The Eternal Seasons
Author Unknown


At Christmas time the world pauses to remember the birth of Jesus Christ. And though the voice of the Lord himself in latter-day revelation has declared the date to be April 6, we as Saints continue to commemorate it at its traditional time in December. Why? Some say we keep Christmas in December to eliminate a stumbling block to new converts who have been reared with the tradition; others maintain that it matters not what day we celebrate the Savior's birth. Yet, there is a another element present--an element that renders logical and meaningful its celebration at the onset of winter; indeed, a symbolism that exalts the beauty and very purpose of Christmas.

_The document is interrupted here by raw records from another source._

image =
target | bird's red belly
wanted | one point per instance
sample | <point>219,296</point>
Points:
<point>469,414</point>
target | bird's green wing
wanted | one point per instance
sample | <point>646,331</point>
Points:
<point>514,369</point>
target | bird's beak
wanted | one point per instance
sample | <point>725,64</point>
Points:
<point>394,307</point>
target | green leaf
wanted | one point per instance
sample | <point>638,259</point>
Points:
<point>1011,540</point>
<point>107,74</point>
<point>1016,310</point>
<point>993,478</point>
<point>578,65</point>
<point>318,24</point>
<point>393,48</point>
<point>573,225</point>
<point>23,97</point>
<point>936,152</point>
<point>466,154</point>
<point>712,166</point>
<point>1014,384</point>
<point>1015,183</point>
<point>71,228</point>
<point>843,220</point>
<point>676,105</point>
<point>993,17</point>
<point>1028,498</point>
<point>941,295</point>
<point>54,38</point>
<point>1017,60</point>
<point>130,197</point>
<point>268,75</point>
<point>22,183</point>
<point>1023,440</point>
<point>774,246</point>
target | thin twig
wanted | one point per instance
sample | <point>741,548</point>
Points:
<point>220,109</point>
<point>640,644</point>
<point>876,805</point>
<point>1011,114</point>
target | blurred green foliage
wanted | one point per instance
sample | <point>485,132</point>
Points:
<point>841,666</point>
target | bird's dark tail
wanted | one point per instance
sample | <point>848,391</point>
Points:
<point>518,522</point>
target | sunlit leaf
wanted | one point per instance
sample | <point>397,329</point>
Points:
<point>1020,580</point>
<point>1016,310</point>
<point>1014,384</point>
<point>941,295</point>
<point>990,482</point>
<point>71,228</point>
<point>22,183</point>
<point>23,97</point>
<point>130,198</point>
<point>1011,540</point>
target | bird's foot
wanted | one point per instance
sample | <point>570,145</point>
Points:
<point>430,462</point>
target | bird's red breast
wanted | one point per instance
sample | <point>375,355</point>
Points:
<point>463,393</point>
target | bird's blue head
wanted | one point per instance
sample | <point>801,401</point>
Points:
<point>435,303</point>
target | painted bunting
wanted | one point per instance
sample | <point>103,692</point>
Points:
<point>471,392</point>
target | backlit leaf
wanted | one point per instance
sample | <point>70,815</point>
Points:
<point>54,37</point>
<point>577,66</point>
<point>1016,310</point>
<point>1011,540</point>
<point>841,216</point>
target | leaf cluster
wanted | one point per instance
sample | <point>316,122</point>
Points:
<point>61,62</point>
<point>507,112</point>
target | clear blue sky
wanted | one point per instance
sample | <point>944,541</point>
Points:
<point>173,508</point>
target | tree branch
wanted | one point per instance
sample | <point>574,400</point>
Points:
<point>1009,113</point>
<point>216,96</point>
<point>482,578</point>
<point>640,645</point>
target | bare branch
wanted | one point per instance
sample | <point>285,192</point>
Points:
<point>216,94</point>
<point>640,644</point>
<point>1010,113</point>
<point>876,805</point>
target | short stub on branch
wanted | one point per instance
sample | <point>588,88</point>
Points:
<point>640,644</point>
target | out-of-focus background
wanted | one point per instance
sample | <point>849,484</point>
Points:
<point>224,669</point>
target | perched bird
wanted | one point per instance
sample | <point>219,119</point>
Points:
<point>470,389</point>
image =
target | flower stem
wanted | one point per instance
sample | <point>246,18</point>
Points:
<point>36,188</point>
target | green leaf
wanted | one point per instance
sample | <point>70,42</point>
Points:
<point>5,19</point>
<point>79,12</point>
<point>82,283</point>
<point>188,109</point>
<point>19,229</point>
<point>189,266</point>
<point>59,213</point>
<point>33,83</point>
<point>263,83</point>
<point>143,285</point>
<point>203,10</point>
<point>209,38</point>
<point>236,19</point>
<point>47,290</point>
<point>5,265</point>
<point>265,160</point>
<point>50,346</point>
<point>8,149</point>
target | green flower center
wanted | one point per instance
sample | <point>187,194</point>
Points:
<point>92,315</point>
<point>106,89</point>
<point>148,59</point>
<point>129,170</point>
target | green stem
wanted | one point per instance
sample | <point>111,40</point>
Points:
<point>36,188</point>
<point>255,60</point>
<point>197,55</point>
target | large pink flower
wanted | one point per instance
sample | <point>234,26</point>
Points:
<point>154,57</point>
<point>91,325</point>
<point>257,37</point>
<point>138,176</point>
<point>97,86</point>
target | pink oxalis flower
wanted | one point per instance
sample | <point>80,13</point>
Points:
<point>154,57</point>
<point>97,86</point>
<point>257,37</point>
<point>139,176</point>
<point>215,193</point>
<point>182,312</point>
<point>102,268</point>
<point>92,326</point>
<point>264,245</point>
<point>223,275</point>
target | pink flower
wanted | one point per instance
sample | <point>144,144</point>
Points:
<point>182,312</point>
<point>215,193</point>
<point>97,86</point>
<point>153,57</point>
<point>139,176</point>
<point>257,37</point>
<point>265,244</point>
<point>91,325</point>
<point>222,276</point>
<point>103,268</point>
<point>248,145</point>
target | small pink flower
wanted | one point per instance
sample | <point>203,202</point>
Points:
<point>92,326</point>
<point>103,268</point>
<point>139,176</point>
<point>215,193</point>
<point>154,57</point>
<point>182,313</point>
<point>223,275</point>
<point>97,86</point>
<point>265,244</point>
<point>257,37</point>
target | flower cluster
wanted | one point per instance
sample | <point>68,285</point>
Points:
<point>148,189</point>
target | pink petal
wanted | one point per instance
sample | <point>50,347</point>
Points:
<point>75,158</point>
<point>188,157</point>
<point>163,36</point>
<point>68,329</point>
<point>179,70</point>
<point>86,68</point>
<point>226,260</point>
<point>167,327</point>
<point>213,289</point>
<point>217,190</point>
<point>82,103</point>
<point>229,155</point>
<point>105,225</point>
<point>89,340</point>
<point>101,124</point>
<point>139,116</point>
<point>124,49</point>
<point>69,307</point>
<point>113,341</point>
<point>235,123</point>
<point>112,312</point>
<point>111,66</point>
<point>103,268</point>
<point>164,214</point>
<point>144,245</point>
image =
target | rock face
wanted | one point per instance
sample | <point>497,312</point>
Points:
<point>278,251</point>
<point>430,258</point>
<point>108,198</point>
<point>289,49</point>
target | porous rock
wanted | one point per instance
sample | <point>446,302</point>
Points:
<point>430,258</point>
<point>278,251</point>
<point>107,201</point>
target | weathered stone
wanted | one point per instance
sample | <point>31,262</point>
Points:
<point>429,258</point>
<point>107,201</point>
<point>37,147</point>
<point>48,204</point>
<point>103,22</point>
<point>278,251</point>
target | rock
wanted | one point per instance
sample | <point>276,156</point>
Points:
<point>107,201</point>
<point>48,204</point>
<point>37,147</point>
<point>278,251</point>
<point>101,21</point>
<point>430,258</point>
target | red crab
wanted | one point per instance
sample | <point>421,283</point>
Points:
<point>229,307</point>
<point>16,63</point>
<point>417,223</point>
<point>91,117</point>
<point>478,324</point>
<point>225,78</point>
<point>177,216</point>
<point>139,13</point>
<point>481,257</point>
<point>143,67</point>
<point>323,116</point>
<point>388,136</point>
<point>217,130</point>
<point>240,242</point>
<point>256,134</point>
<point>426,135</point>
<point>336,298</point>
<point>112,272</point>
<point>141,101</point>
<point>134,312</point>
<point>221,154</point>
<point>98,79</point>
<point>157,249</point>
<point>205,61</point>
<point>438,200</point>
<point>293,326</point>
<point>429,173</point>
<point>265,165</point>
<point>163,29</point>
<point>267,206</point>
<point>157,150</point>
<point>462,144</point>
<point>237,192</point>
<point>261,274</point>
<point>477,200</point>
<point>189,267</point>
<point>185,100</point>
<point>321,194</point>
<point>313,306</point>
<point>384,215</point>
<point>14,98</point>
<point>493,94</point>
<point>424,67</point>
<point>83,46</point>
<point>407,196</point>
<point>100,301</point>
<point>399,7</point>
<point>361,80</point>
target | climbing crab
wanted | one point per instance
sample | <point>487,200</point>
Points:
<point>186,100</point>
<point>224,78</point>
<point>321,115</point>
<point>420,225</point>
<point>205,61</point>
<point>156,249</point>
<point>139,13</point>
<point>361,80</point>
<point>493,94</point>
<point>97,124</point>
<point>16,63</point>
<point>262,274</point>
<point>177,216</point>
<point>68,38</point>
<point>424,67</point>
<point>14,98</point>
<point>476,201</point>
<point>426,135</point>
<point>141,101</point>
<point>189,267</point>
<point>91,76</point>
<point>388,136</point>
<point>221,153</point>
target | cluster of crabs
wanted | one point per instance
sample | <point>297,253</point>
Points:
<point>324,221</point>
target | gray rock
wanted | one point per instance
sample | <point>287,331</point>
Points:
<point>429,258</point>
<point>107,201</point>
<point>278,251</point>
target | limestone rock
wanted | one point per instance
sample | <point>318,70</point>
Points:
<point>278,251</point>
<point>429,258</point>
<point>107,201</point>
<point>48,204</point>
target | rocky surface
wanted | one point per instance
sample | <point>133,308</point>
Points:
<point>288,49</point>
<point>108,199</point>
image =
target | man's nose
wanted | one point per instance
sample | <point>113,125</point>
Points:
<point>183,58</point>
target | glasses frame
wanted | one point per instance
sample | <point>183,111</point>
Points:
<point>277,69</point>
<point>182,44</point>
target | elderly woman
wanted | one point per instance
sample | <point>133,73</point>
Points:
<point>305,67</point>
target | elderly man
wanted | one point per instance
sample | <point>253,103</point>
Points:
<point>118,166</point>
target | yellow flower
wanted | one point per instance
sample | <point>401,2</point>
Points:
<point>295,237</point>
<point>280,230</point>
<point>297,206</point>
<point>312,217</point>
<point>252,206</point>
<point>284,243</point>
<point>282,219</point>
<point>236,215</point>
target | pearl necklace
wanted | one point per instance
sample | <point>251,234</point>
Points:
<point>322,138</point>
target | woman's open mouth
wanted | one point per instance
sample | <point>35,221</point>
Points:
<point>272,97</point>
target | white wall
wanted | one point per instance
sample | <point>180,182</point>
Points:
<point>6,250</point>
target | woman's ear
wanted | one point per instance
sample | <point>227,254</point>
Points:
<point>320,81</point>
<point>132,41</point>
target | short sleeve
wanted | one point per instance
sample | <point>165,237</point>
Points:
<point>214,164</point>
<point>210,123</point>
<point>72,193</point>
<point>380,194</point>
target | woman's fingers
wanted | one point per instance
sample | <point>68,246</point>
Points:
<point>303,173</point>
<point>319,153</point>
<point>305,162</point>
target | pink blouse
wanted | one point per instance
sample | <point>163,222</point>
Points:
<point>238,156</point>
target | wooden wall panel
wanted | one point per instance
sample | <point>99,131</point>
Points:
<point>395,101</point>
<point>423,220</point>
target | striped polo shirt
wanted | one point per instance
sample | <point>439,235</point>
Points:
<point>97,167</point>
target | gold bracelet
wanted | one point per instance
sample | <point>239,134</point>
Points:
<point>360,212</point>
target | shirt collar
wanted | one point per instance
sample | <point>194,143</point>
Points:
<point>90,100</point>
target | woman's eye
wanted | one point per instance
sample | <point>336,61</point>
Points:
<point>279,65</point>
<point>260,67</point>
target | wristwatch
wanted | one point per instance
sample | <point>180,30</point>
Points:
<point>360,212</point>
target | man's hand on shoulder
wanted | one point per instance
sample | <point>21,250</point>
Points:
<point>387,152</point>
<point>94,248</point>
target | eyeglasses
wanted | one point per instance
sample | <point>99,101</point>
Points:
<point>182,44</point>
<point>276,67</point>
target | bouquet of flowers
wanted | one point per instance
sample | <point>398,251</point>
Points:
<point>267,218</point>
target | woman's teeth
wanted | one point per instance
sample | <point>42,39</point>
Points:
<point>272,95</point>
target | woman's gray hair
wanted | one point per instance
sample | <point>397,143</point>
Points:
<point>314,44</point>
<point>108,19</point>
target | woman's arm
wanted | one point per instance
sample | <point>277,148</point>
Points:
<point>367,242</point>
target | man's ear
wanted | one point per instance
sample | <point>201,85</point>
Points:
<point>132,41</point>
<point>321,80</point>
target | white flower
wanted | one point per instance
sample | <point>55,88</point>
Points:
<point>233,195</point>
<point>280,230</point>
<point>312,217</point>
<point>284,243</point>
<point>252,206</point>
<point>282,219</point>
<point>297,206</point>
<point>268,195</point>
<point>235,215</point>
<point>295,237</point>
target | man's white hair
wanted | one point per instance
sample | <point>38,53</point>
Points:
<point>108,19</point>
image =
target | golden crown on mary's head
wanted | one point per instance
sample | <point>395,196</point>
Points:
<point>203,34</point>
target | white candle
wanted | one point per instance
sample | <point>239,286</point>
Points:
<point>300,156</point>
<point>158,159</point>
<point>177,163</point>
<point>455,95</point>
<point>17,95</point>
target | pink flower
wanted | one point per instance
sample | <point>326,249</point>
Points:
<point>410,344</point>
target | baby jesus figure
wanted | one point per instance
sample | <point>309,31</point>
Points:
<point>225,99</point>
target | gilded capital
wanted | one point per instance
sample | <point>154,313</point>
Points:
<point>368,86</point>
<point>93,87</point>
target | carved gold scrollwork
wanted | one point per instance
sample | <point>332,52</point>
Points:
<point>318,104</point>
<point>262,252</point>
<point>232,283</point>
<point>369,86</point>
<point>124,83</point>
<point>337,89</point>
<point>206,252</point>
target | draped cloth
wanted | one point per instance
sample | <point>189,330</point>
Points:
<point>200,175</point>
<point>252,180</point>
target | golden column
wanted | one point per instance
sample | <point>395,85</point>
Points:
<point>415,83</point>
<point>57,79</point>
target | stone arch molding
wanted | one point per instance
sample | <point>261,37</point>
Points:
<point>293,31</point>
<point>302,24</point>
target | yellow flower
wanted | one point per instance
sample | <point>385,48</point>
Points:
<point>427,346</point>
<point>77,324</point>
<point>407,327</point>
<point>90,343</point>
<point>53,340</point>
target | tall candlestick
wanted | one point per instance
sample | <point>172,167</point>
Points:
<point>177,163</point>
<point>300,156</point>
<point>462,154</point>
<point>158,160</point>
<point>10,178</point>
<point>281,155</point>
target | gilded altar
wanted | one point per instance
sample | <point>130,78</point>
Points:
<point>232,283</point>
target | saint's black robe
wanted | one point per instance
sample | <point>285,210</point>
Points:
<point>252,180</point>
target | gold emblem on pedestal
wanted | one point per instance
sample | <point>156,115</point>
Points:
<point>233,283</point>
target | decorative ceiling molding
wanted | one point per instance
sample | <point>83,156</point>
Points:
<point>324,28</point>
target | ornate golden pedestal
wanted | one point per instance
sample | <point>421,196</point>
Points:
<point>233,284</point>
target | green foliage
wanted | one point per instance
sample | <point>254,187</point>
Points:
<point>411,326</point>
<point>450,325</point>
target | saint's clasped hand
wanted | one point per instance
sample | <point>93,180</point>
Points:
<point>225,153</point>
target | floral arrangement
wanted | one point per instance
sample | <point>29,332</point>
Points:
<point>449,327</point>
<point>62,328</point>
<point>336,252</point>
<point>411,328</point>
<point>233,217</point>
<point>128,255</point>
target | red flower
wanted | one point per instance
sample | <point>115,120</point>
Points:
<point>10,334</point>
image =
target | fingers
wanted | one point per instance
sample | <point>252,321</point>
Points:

Christmas falls only a few days after the beginning of winter; Easter comes soon after the commencement of spring. Between these two events lies winter, a time of probation. Thus was the advent of Christ. He entered mortality on earth, a symbolic winter in comparison to the glory of the eternal burnings from whence he came. He walked the ice and snow of the flesh and surmounted the chilling blasts of the tempter. Yet never did he lose his footing; never did he cry out against the bite of the flesh. He overcame all things at Gethsemene and Calvary--the equinox of life. Then, in the dawn of spring, he rose triumphantly from the tomb into the resurrection, as likewise the world in reverential response puts on its coat of life anew in preparation for summer.

So it is with us, the spiritual brothers and sisters of Jesus, the sons and daughters of God. We also were in the beginning with God. We dwelt with him as sons and daughters of glory in the summer of our

eternities. We progressed and developed. Then came the autumn of our premortal destinies--the fall, when the winds began to blow, the trails grew steeper, and a third of the leaves of Heaven--who could not endure-- fell from the branches of life to form rotting subterfuge below. We entered the winter; we inherited the blizzards and the sub-zero trials of today.

But, like our older brother, we, too, may overcome all things and see the spring. Then we will find that the rotting leaves at our feet have only decayed until they, through their presence, have enriched our entire existence--that we might be strong, able to stand firmly throughout the night, prepared to reap the blessings of a warmer season. We may rise and stand in the morning of a spring--resurrection, Millennium, family reunion--as we flower and bud, preparing for the summer ahead. At spring's end the storms rage--Satanic fury unleashed--but if our roots are deeply planted, these also will be for our good.

When at last we find ourselves in the fulness of summer, a voice will whisper, "You're not a stranger here. You were here another summer. But now there is a difference. Then you were only a child of the sun; now you are a priest or priestess, a king or queen to the most high God, to rule and reign forever and ever. Now you are ready to give rise to eternal lives, children who will walk the paths of autumn and winter and spring--paths familiar to you, for you walked them before. You see, this is one eternal round."

Thus, we celebrate the birth of our Redeemer. It is a time of birth, of beginning. He began a path through the snows of life, a path without which our very spirits would be frozen in the ice of eternity. His is a warming fire--a refiner's fire--in days of cold. The days are coldest and darkest at the start of the winter months. The world had not seen darker days than those before our Savior entered the winter of his existence. Yet he was the light, a light that shone in darkness. As surely as the days begin to be longer and brighter at Christmas time each year, so did the light of his influence begin to increase in the world. It is still growing, and will go on until it attains unto the perfect light--even the light of summer.